Now, if a claim is put on a player on waivers, the team that waived him is allowed to pull that player off of waivers and not let him go. Or the team that owns the player can make a trade only to the team who made the winning claim (thus effectively blocking trades to anyone else). Or, of course, the team that did the waiving can let the player go, free of any compensation, to the team with the winning claim.
Got all that? Confusing stuff, and that's just the rules. Now comes the strategy in this feeding frenzy.
The fact that any player can be recalled off of waivers once a claim is put in on him means that putting any player on waivers (at least for the first time) is a risk free proposition. No matter what, they can keep the player if they choose to do so. However, by placing as many players as possible on waivers to see who clears them, a team does two things. First, they gain flexibility in moves they can make. Secondly, they can hide players that they are intending on trading in a mass of waivers, therefore reducing the possibility a trade will be blocked by another team trying to stay in the race.
Blocking possible trades are key at this stage for the playoff contenders. This is one of the few advantages the followers in a race have on the leaders, is the ability to muck up deals. But teams can't just put in claims on everyone. There is always the risk that they may claim a red herring, a player with a huge contract whose team will be happy to be rid of him, and suddenly a huge contract is weighing down the new team like an anchor in those shark-infested waters. This kind of thinking is ever important in a budget driven game like baseball.
And here in the strategy begins. Who is being placed on waivers to be traded? Who isn't? The cutthroat General Managers throughout baseball secretly love the strategy games being played for the next 25 or so days.
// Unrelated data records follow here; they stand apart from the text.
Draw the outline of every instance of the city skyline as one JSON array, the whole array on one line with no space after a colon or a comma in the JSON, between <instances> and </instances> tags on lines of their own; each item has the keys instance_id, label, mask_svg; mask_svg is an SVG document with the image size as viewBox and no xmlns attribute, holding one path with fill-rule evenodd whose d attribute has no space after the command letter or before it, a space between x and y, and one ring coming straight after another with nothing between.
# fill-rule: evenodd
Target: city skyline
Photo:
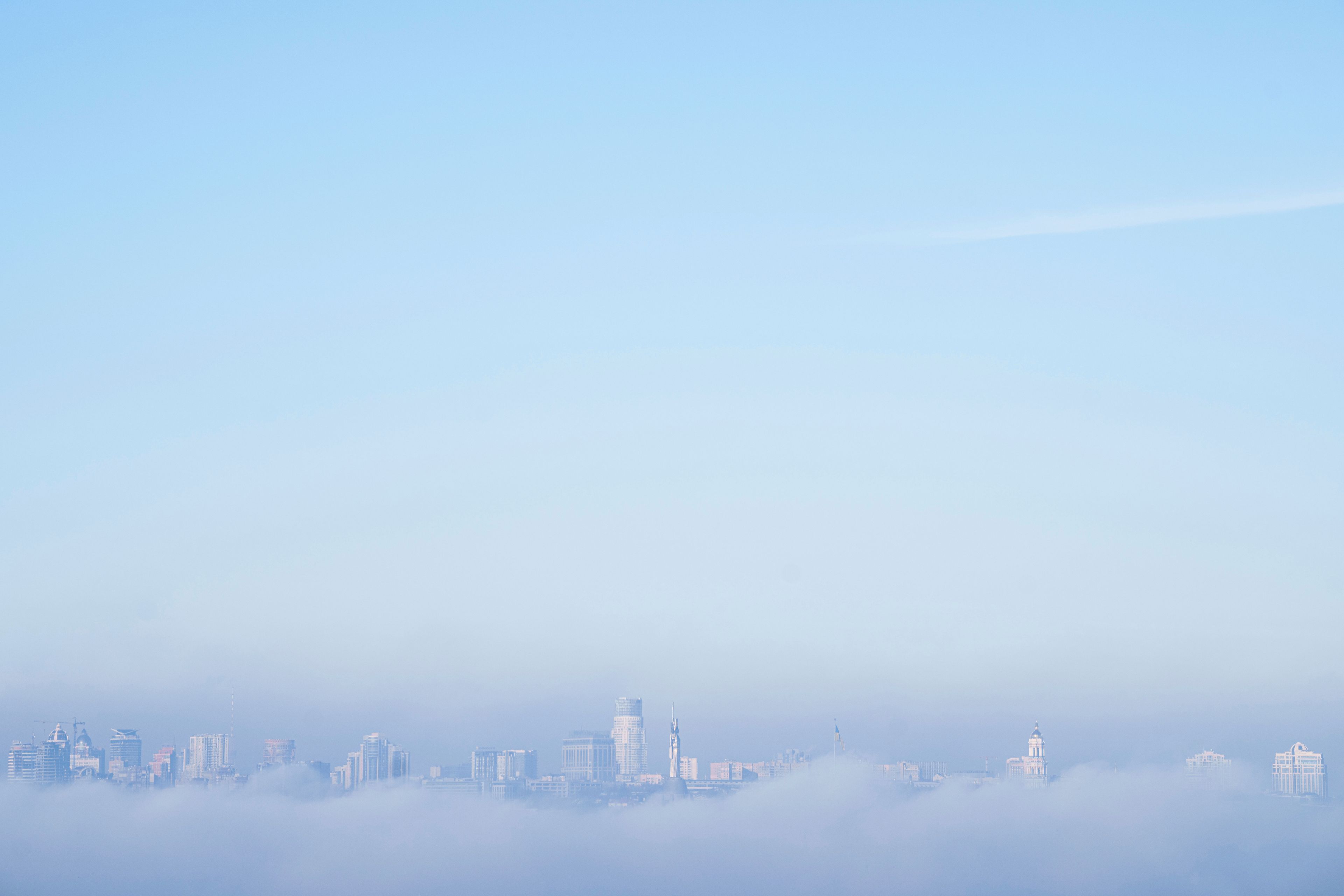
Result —
<instances>
[{"instance_id":1,"label":"city skyline","mask_svg":"<svg viewBox=\"0 0 1344 896\"><path fill-rule=\"evenodd\" d=\"M335 766L331 762L308 758L300 760L293 739L266 739L262 744L262 760L255 771L265 772L280 766L301 764L313 771L321 783L329 783L333 791L353 791L386 783L433 785L438 790L465 793L458 785L473 782L476 789L489 795L482 786L517 783L515 790L501 790L496 795L519 795L527 790L552 795L573 797L587 793L575 790L583 787L646 787L671 786L687 782L692 789L699 782L739 782L750 783L777 778L800 766L812 762L812 751L784 750L775 759L761 762L741 759L708 759L681 754L680 724L673 708L669 724L668 758L669 766L655 772L622 772L621 750L625 739L626 762L638 755L640 737L630 737L638 719L642 732L642 700L618 697L616 700L613 731L606 735L599 731L571 731L559 748L559 774L543 774L544 766L538 763L535 748L477 747L468 762L430 764L425 774L414 774L410 752L391 743L382 733L374 732L360 740L358 750L347 755L345 763ZM227 783L245 785L250 776L246 768L233 764L230 735L192 735L185 748L172 744L160 747L153 759L141 767L142 740L136 729L114 728L109 750L93 744L87 727L78 720L56 723L55 729L44 739L15 739L8 758L9 780L31 780L54 785L75 780L81 776L109 779L130 786L176 786L179 783ZM126 746L129 744L129 746ZM633 748L632 748L633 746ZM544 751L543 751L544 752ZM899 760L884 762L874 754L851 752L845 746L839 721L833 723L831 754L836 759L852 759L872 766L879 778L896 782L938 783L948 779L960 780L1005 780L1020 786L1044 787L1059 779L1059 774L1048 770L1044 737L1036 723L1027 739L1027 752L1023 756L1008 758L1003 768L985 767L980 770L953 770L945 760ZM874 762L876 759L876 762ZM1185 776L1204 783L1227 785L1234 775L1234 760L1212 750L1203 750L1184 760ZM1253 764L1253 763L1246 763ZM704 770L702 775L700 770ZM1327 763L1320 752L1313 752L1302 743L1296 743L1289 751L1275 752L1271 766L1271 789L1267 793L1284 797L1306 797L1328 799L1329 786ZM930 771L933 770L933 771ZM152 772L145 776L145 772ZM329 779L329 780L328 780ZM1245 776L1243 776L1245 780ZM552 783L555 782L555 783ZM564 786L562 786L562 783ZM703 791L703 786L699 787Z\"/></svg>"},{"instance_id":2,"label":"city skyline","mask_svg":"<svg viewBox=\"0 0 1344 896\"><path fill-rule=\"evenodd\" d=\"M1337 0L0 40L0 893L1344 889Z\"/></svg>"}]
</instances>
It's almost like playing Stratego for millions of dollars. Now more than ever the rumor mill can't be trusted because much of it, if not the majority of it, could very well be misinformation put out to mislead other GM's. And then knowing that, some savvy GM's might put out the real information to make it sound like misinformation. And so on and so forth. And this is the real deadline time. Whether it's a battle to make the playoffs or looking ahead to the actual playoff series, the players who are traded in this month are often the make-it-or-break-it role players who are more the missing piece of depth or stability for a team. Guess right on a player someone else is trying to get, and you may have just gained the advantage in the NLCS. Get people thinking you're after Reggie Sanders and come out of the month with Rafael Palmeiro, and suddenly the tides change.
Welcome to the strategic thinking that it takes to be a GM. The waivers have started, and the blood is dripping into these shark infested waters. The only difference is that Bruce, the great white shark from the movie Jaws, would be afraid to be in the water with Brian Sabean, Billy Beane and Theo Epstein at this time of the summer.